17. The Court reiterates that the role of Article 6 § 1 in relation to Article 13 is that of a lex specialis, the requirements of Article 13 being absorbed by those of Article 6 § 1 (see for instance Baka v. Hungary [GC], no. 20261/12, § 181, 23 June 2016, and Bellizzi v. Malta, no. 46575/09, § 85, 21 June 2011). Article 6 provides for the “right to a court”, of which the right of access is one aspect (ibid.).
18. The Court notes that the applicant’s request for referral to the constitutional jurisdictions was rejected by the Court of Appeal only because the complaint was at that stage premature (an approach which was in line with other domestic examples, see for example, Scerri v. Malta, no. 36318/18, § 11, 7 July 2020). The refusal of the constitutional jurisdictions to examine that complaint, albeit on procedural grounds, was also related to that specific circumstance. It follows that in the absence of a decision on the merits of the applicant’s complaints, it is still open to him to lodge a fresh set of constitutional proceedings once the proceedings come to an end (ibid. and compare Desira and Eltarhuni v. Malta, (dec.), no. 30623/13, § 39, 6 December 2016). The same had been explicitly stated by the Court of Appeal. It follows that the essence of his right to access to court has not been impaired (see, mutatis mutandis, Fabbri and Others v. San Marino [GC], nos. 6319/21 and 2 others, § 150, 24 September 2024).

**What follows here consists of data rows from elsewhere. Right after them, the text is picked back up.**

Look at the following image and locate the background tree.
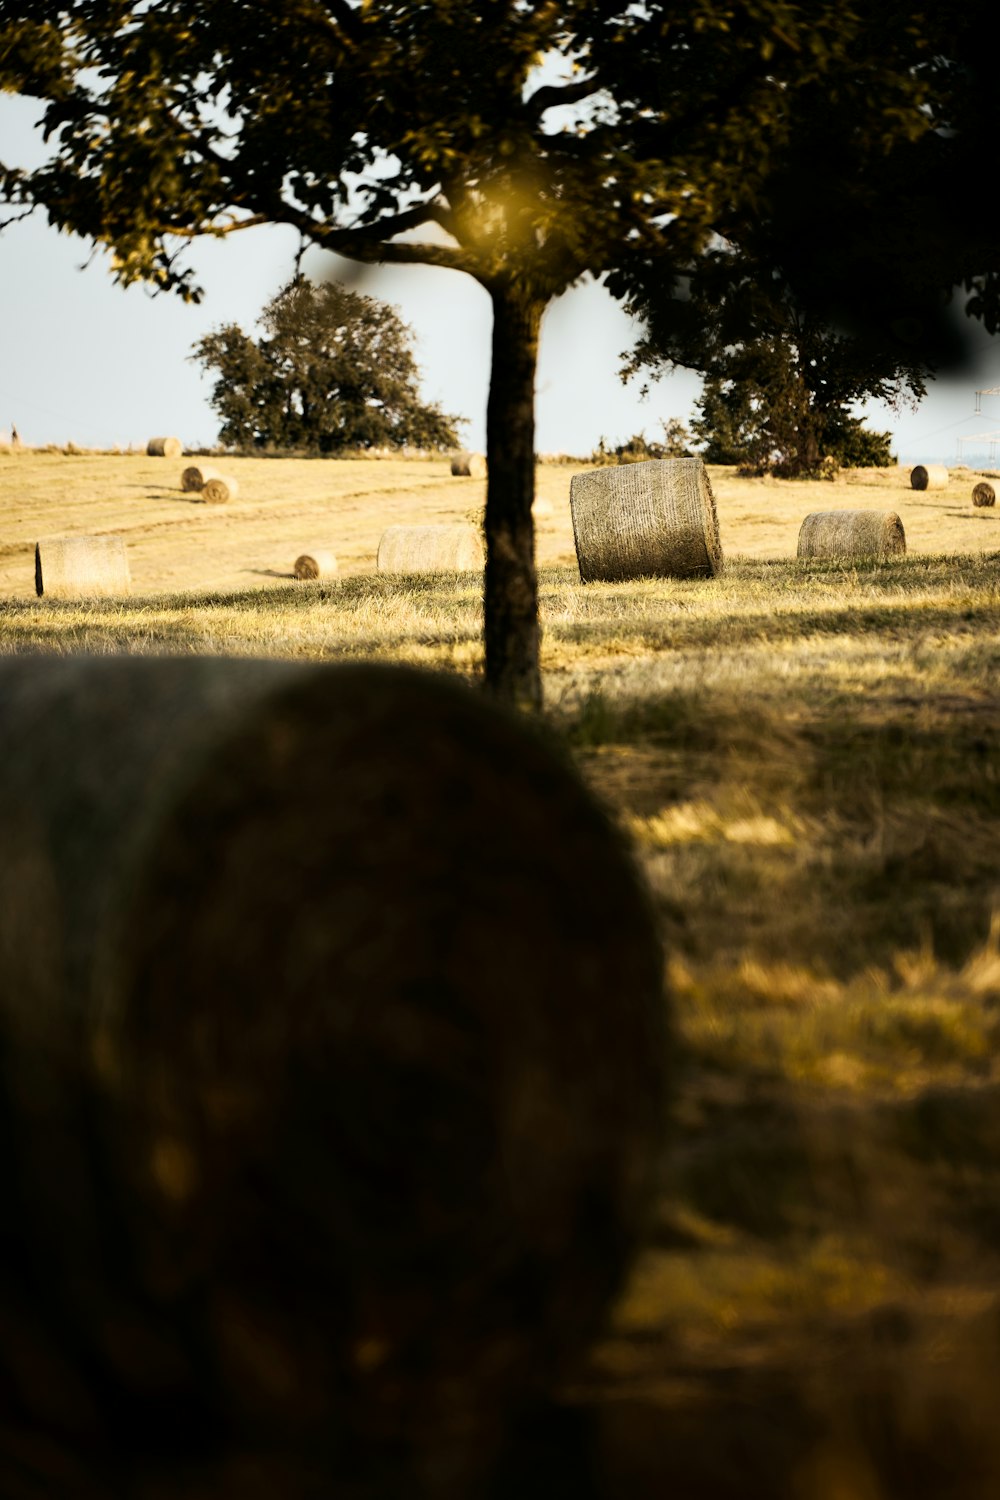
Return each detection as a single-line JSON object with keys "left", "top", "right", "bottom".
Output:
{"left": 1, "top": 1, "right": 990, "bottom": 704}
{"left": 690, "top": 370, "right": 896, "bottom": 475}
{"left": 621, "top": 213, "right": 929, "bottom": 478}
{"left": 193, "top": 276, "right": 460, "bottom": 454}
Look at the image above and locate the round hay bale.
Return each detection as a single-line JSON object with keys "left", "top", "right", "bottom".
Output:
{"left": 376, "top": 523, "right": 484, "bottom": 574}
{"left": 147, "top": 436, "right": 183, "bottom": 458}
{"left": 910, "top": 463, "right": 949, "bottom": 490}
{"left": 972, "top": 481, "right": 996, "bottom": 508}
{"left": 796, "top": 510, "right": 906, "bottom": 561}
{"left": 181, "top": 463, "right": 224, "bottom": 493}
{"left": 569, "top": 457, "right": 722, "bottom": 582}
{"left": 450, "top": 451, "right": 487, "bottom": 478}
{"left": 198, "top": 474, "right": 238, "bottom": 505}
{"left": 293, "top": 548, "right": 338, "bottom": 580}
{"left": 532, "top": 497, "right": 554, "bottom": 518}
{"left": 0, "top": 656, "right": 668, "bottom": 1493}
{"left": 34, "top": 535, "right": 131, "bottom": 599}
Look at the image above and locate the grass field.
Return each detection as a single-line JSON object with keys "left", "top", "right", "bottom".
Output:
{"left": 2, "top": 450, "right": 1000, "bottom": 1496}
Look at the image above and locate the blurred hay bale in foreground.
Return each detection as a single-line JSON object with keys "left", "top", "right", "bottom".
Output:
{"left": 293, "top": 548, "right": 338, "bottom": 579}
{"left": 34, "top": 534, "right": 131, "bottom": 598}
{"left": 910, "top": 464, "right": 949, "bottom": 490}
{"left": 797, "top": 510, "right": 906, "bottom": 562}
{"left": 0, "top": 656, "right": 667, "bottom": 1495}
{"left": 569, "top": 458, "right": 723, "bottom": 583}
{"left": 146, "top": 436, "right": 182, "bottom": 458}
{"left": 377, "top": 523, "right": 484, "bottom": 574}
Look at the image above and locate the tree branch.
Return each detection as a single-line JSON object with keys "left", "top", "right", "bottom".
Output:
{"left": 350, "top": 196, "right": 457, "bottom": 240}
{"left": 300, "top": 0, "right": 364, "bottom": 47}
{"left": 146, "top": 211, "right": 273, "bottom": 238}
{"left": 525, "top": 75, "right": 601, "bottom": 117}
{"left": 327, "top": 0, "right": 362, "bottom": 36}
{"left": 319, "top": 230, "right": 481, "bottom": 277}
{"left": 0, "top": 204, "right": 36, "bottom": 232}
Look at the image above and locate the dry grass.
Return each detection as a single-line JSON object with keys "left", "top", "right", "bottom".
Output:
{"left": 2, "top": 451, "right": 1000, "bottom": 1496}
{"left": 1, "top": 452, "right": 996, "bottom": 601}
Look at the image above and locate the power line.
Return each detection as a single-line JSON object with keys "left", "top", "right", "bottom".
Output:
{"left": 0, "top": 385, "right": 80, "bottom": 422}
{"left": 912, "top": 410, "right": 987, "bottom": 442}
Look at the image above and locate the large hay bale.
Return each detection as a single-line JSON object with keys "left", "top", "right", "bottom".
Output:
{"left": 910, "top": 463, "right": 949, "bottom": 490}
{"left": 972, "top": 481, "right": 996, "bottom": 508}
{"left": 377, "top": 523, "right": 484, "bottom": 574}
{"left": 0, "top": 656, "right": 668, "bottom": 1494}
{"left": 197, "top": 473, "right": 239, "bottom": 504}
{"left": 450, "top": 451, "right": 487, "bottom": 478}
{"left": 797, "top": 509, "right": 906, "bottom": 561}
{"left": 181, "top": 462, "right": 224, "bottom": 492}
{"left": 147, "top": 436, "right": 182, "bottom": 458}
{"left": 34, "top": 535, "right": 131, "bottom": 598}
{"left": 569, "top": 457, "right": 723, "bottom": 582}
{"left": 293, "top": 548, "right": 338, "bottom": 579}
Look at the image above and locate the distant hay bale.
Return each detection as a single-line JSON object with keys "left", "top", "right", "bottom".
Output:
{"left": 377, "top": 523, "right": 484, "bottom": 574}
{"left": 146, "top": 436, "right": 182, "bottom": 458}
{"left": 181, "top": 463, "right": 224, "bottom": 492}
{"left": 532, "top": 497, "right": 554, "bottom": 518}
{"left": 797, "top": 510, "right": 906, "bottom": 561}
{"left": 972, "top": 481, "right": 996, "bottom": 507}
{"left": 450, "top": 451, "right": 487, "bottom": 478}
{"left": 910, "top": 464, "right": 949, "bottom": 490}
{"left": 293, "top": 548, "right": 338, "bottom": 580}
{"left": 34, "top": 535, "right": 131, "bottom": 599}
{"left": 197, "top": 474, "right": 238, "bottom": 504}
{"left": 569, "top": 457, "right": 722, "bottom": 583}
{"left": 0, "top": 655, "right": 668, "bottom": 1492}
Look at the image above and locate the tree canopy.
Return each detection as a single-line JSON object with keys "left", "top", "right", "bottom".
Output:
{"left": 192, "top": 276, "right": 460, "bottom": 454}
{"left": 616, "top": 23, "right": 997, "bottom": 479}
{"left": 624, "top": 236, "right": 921, "bottom": 477}
{"left": 1, "top": 0, "right": 992, "bottom": 704}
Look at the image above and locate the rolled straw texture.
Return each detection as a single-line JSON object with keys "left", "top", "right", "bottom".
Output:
{"left": 450, "top": 451, "right": 487, "bottom": 478}
{"left": 797, "top": 510, "right": 906, "bottom": 561}
{"left": 570, "top": 458, "right": 723, "bottom": 582}
{"left": 34, "top": 535, "right": 131, "bottom": 599}
{"left": 0, "top": 656, "right": 667, "bottom": 1494}
{"left": 972, "top": 481, "right": 996, "bottom": 507}
{"left": 293, "top": 548, "right": 338, "bottom": 580}
{"left": 146, "top": 436, "right": 182, "bottom": 458}
{"left": 377, "top": 523, "right": 484, "bottom": 573}
{"left": 180, "top": 463, "right": 224, "bottom": 493}
{"left": 196, "top": 474, "right": 238, "bottom": 504}
{"left": 910, "top": 464, "right": 949, "bottom": 490}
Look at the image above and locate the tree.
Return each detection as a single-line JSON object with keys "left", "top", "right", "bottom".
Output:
{"left": 691, "top": 372, "right": 895, "bottom": 475}
{"left": 623, "top": 225, "right": 926, "bottom": 477}
{"left": 617, "top": 10, "right": 999, "bottom": 479}
{"left": 192, "top": 276, "right": 460, "bottom": 453}
{"left": 0, "top": 1, "right": 989, "bottom": 704}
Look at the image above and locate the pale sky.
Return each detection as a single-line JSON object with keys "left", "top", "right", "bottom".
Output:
{"left": 2, "top": 94, "right": 998, "bottom": 462}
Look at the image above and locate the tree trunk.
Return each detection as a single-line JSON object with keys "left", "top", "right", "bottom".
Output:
{"left": 484, "top": 281, "right": 545, "bottom": 710}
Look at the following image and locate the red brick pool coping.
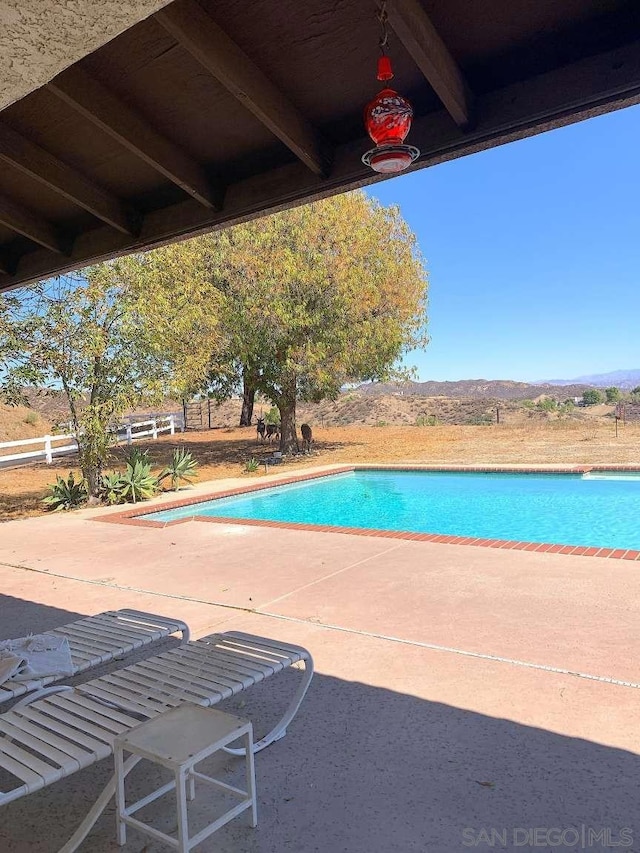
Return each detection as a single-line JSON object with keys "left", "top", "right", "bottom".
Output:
{"left": 95, "top": 464, "right": 640, "bottom": 561}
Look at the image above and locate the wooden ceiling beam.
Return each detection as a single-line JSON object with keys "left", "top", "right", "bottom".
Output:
{"left": 4, "top": 38, "right": 640, "bottom": 292}
{"left": 387, "top": 0, "right": 474, "bottom": 129}
{"left": 154, "top": 0, "right": 328, "bottom": 177}
{"left": 0, "top": 196, "right": 69, "bottom": 255}
{"left": 0, "top": 123, "right": 139, "bottom": 235}
{"left": 47, "top": 67, "right": 221, "bottom": 210}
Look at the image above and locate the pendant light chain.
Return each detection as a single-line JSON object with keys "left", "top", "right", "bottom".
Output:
{"left": 377, "top": 0, "right": 390, "bottom": 54}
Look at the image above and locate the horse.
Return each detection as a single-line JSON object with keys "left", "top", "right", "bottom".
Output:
{"left": 256, "top": 416, "right": 266, "bottom": 442}
{"left": 301, "top": 423, "right": 313, "bottom": 452}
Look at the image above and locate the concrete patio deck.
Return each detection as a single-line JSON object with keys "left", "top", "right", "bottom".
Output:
{"left": 0, "top": 469, "right": 639, "bottom": 851}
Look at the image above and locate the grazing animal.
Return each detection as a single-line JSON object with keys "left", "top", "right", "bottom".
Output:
{"left": 301, "top": 423, "right": 313, "bottom": 452}
{"left": 256, "top": 417, "right": 266, "bottom": 442}
{"left": 266, "top": 423, "right": 280, "bottom": 443}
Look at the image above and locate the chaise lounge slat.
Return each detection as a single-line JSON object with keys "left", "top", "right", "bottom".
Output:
{"left": 0, "top": 609, "right": 190, "bottom": 707}
{"left": 0, "top": 630, "right": 313, "bottom": 852}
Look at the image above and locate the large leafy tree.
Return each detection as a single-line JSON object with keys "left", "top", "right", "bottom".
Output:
{"left": 134, "top": 191, "right": 429, "bottom": 451}
{"left": 0, "top": 265, "right": 171, "bottom": 500}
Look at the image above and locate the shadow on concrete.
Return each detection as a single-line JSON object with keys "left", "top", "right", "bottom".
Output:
{"left": 0, "top": 654, "right": 637, "bottom": 852}
{"left": 0, "top": 593, "right": 87, "bottom": 637}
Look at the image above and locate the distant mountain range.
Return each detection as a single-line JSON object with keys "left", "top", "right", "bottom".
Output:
{"left": 357, "top": 370, "right": 640, "bottom": 400}
{"left": 541, "top": 369, "right": 640, "bottom": 389}
{"left": 357, "top": 379, "right": 593, "bottom": 401}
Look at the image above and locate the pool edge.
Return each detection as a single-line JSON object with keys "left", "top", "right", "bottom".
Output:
{"left": 93, "top": 463, "right": 640, "bottom": 562}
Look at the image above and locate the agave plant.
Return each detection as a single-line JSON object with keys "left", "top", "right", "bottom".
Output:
{"left": 116, "top": 457, "right": 159, "bottom": 503}
{"left": 158, "top": 448, "right": 199, "bottom": 491}
{"left": 243, "top": 457, "right": 260, "bottom": 473}
{"left": 101, "top": 471, "right": 125, "bottom": 505}
{"left": 124, "top": 447, "right": 151, "bottom": 467}
{"left": 43, "top": 472, "right": 87, "bottom": 511}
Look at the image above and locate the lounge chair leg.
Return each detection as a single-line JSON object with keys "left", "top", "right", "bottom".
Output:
{"left": 223, "top": 656, "right": 314, "bottom": 755}
{"left": 187, "top": 771, "right": 196, "bottom": 801}
{"left": 114, "top": 744, "right": 127, "bottom": 846}
{"left": 57, "top": 755, "right": 141, "bottom": 853}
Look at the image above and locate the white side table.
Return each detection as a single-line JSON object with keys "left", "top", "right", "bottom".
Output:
{"left": 114, "top": 704, "right": 257, "bottom": 852}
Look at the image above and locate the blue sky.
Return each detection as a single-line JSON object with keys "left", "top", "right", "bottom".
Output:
{"left": 368, "top": 103, "right": 640, "bottom": 382}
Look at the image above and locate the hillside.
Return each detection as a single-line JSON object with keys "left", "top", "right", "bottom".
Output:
{"left": 204, "top": 393, "right": 591, "bottom": 429}
{"left": 356, "top": 379, "right": 592, "bottom": 400}
{"left": 2, "top": 387, "right": 610, "bottom": 442}
{"left": 0, "top": 403, "right": 52, "bottom": 442}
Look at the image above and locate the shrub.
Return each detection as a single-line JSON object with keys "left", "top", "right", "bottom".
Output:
{"left": 557, "top": 400, "right": 575, "bottom": 416}
{"left": 101, "top": 471, "right": 125, "bottom": 505}
{"left": 582, "top": 389, "right": 603, "bottom": 406}
{"left": 415, "top": 414, "right": 438, "bottom": 426}
{"left": 264, "top": 407, "right": 280, "bottom": 425}
{"left": 469, "top": 414, "right": 493, "bottom": 426}
{"left": 158, "top": 448, "right": 199, "bottom": 491}
{"left": 124, "top": 447, "right": 151, "bottom": 467}
{"left": 23, "top": 411, "right": 39, "bottom": 426}
{"left": 536, "top": 397, "right": 557, "bottom": 412}
{"left": 43, "top": 472, "right": 87, "bottom": 511}
{"left": 115, "top": 454, "right": 159, "bottom": 503}
{"left": 605, "top": 386, "right": 621, "bottom": 403}
{"left": 244, "top": 458, "right": 260, "bottom": 473}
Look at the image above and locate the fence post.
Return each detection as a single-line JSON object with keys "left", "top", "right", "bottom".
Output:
{"left": 126, "top": 425, "right": 133, "bottom": 445}
{"left": 44, "top": 435, "right": 53, "bottom": 464}
{"left": 152, "top": 418, "right": 158, "bottom": 440}
{"left": 169, "top": 415, "right": 175, "bottom": 435}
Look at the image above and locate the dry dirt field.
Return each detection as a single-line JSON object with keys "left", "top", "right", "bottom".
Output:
{"left": 2, "top": 418, "right": 639, "bottom": 522}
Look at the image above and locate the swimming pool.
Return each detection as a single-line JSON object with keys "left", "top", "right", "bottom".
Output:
{"left": 140, "top": 469, "right": 640, "bottom": 551}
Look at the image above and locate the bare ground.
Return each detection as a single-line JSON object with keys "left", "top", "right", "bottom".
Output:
{"left": 2, "top": 418, "right": 639, "bottom": 522}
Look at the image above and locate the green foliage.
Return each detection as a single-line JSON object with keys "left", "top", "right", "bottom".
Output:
{"left": 101, "top": 471, "right": 126, "bottom": 505}
{"left": 415, "top": 414, "right": 438, "bottom": 426}
{"left": 113, "top": 456, "right": 159, "bottom": 504}
{"left": 557, "top": 400, "right": 575, "bottom": 416}
{"left": 42, "top": 472, "right": 87, "bottom": 512}
{"left": 158, "top": 448, "right": 199, "bottom": 491}
{"left": 605, "top": 386, "right": 621, "bottom": 403}
{"left": 23, "top": 411, "right": 39, "bottom": 426}
{"left": 520, "top": 400, "right": 535, "bottom": 409}
{"left": 582, "top": 389, "right": 604, "bottom": 406}
{"left": 264, "top": 407, "right": 280, "bottom": 425}
{"left": 374, "top": 420, "right": 389, "bottom": 427}
{"left": 124, "top": 447, "right": 151, "bottom": 468}
{"left": 536, "top": 397, "right": 557, "bottom": 412}
{"left": 0, "top": 269, "right": 170, "bottom": 498}
{"left": 130, "top": 191, "right": 428, "bottom": 452}
{"left": 244, "top": 457, "right": 260, "bottom": 473}
{"left": 469, "top": 414, "right": 493, "bottom": 426}
{"left": 101, "top": 448, "right": 199, "bottom": 503}
{"left": 632, "top": 386, "right": 640, "bottom": 396}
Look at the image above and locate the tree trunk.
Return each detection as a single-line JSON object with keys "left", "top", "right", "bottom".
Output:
{"left": 83, "top": 462, "right": 102, "bottom": 505}
{"left": 239, "top": 370, "right": 257, "bottom": 426}
{"left": 278, "top": 376, "right": 298, "bottom": 453}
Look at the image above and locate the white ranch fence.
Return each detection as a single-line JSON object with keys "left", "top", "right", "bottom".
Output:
{"left": 0, "top": 413, "right": 183, "bottom": 469}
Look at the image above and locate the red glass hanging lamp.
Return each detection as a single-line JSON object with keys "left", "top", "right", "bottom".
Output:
{"left": 362, "top": 1, "right": 420, "bottom": 174}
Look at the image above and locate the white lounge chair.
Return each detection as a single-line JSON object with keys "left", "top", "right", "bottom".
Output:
{"left": 0, "top": 630, "right": 313, "bottom": 853}
{"left": 0, "top": 609, "right": 189, "bottom": 707}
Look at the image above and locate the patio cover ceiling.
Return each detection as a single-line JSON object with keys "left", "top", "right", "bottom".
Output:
{"left": 0, "top": 0, "right": 639, "bottom": 291}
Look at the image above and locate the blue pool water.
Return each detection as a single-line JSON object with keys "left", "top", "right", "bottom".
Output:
{"left": 142, "top": 470, "right": 640, "bottom": 550}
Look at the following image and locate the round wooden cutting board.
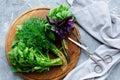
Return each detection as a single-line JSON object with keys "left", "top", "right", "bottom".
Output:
{"left": 5, "top": 8, "right": 81, "bottom": 80}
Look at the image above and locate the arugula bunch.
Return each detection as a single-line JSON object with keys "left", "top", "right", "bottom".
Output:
{"left": 9, "top": 17, "right": 67, "bottom": 73}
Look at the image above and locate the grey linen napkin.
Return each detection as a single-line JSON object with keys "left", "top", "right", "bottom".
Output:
{"left": 64, "top": 0, "right": 120, "bottom": 80}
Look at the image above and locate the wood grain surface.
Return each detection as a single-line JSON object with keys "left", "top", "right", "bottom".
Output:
{"left": 5, "top": 8, "right": 81, "bottom": 80}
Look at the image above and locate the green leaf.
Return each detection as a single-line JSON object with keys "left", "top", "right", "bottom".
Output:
{"left": 9, "top": 17, "right": 65, "bottom": 73}
{"left": 48, "top": 5, "right": 72, "bottom": 21}
{"left": 47, "top": 31, "right": 55, "bottom": 41}
{"left": 56, "top": 12, "right": 63, "bottom": 20}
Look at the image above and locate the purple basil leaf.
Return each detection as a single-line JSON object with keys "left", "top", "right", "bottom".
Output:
{"left": 47, "top": 16, "right": 74, "bottom": 39}
{"left": 46, "top": 16, "right": 55, "bottom": 25}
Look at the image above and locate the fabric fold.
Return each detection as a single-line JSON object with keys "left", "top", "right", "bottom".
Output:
{"left": 64, "top": 0, "right": 120, "bottom": 80}
{"left": 64, "top": 45, "right": 120, "bottom": 80}
{"left": 71, "top": 0, "right": 120, "bottom": 49}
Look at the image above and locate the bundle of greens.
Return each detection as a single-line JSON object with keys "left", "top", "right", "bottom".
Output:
{"left": 9, "top": 4, "right": 74, "bottom": 73}
{"left": 9, "top": 17, "right": 67, "bottom": 73}
{"left": 47, "top": 5, "right": 75, "bottom": 62}
{"left": 47, "top": 5, "right": 74, "bottom": 39}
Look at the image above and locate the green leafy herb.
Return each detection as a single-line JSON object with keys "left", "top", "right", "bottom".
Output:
{"left": 47, "top": 5, "right": 75, "bottom": 61}
{"left": 47, "top": 5, "right": 74, "bottom": 39}
{"left": 9, "top": 17, "right": 67, "bottom": 73}
{"left": 48, "top": 5, "right": 72, "bottom": 21}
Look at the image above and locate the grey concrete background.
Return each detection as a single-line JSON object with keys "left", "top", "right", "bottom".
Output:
{"left": 0, "top": 0, "right": 120, "bottom": 80}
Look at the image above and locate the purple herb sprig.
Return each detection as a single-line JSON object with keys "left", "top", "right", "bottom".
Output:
{"left": 47, "top": 16, "right": 74, "bottom": 39}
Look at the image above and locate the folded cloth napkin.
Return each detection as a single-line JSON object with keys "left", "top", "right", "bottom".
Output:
{"left": 64, "top": 0, "right": 120, "bottom": 80}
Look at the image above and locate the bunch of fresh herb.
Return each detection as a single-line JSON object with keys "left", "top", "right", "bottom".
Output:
{"left": 47, "top": 5, "right": 74, "bottom": 39}
{"left": 47, "top": 5, "right": 75, "bottom": 61}
{"left": 9, "top": 17, "right": 67, "bottom": 73}
{"left": 48, "top": 5, "right": 72, "bottom": 21}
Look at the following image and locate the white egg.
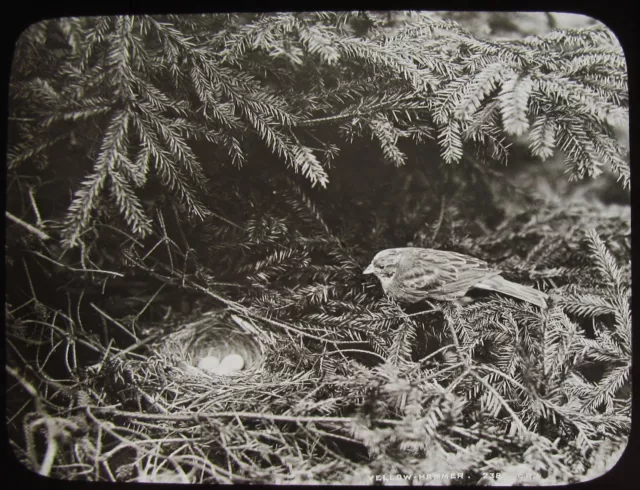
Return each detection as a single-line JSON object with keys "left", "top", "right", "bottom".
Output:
{"left": 197, "top": 355, "right": 221, "bottom": 372}
{"left": 216, "top": 354, "right": 245, "bottom": 375}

19. The Court further observes that while Article 46 of the Constitution provides that an applicant may raise such an issue when his right “has been, is being or is likely to be contravened”, its proviso also states that the court can decline its jurisdiction if “it is satisfied that adequate means of redress for the contravention alleged are or have been available to the person concerned”. The latter was the ratio behind the Court of Appeal’s decision not to refer the case to the constitutional jurisdictions deeming the request frivolous and vexatious at that stage, and the basis of the preliminary objection of non‑exhaustion of ordinary remedies by the defendants during the separate constitutional proceedings. The Court reiterates that there is a difference between effective ordinary remedies which can prevent the occurrence of a violation (as in this case, if for example, the applicant’s fine was annulled) and effective ordinary remedies which can only redress an alleged violation which has already occurred and can no longer be prevented (see, for example, Brincat and Others v. Malta, nos. 60908/11 and 4 others, §§ 62-69, 24 July 2014). Failure to undertake remedies of the former category (i.e. pre‑emptive remedies) may render a Convention complaint premature and have an impact on the applicant’s victim status (see Testa and Others v. Malta (dec.) no. 58910/19, 7 September 2021, and for examples in practice, Muscat, cited above; Dimech, cited above, §§ 45-48 ; Desira and Eltarhuni, cited above, §§ 36-39, and Magri v. Malta (dec.), no. 22515/16, §§ 45-49, 2 May 2017). In the present case, the applicant’s proceedings had not been concluded. In that light, the domestic decisions on his constitutional claims cannot be considered arbitrary or manifestly unreasonable, nor can it be considered that the domestic courts have applied a restrictive interpretation of the law.
In conclusion, this complaint is manifestly ill-founded within the meaning of Article 35 § 3 of the Convention and must be rejected pursuant to Article 35 § 4.
For these reasons, the Court, unanimously,
Declares the application inadmissible.
Done in English and notified in writing on 6 March 2025.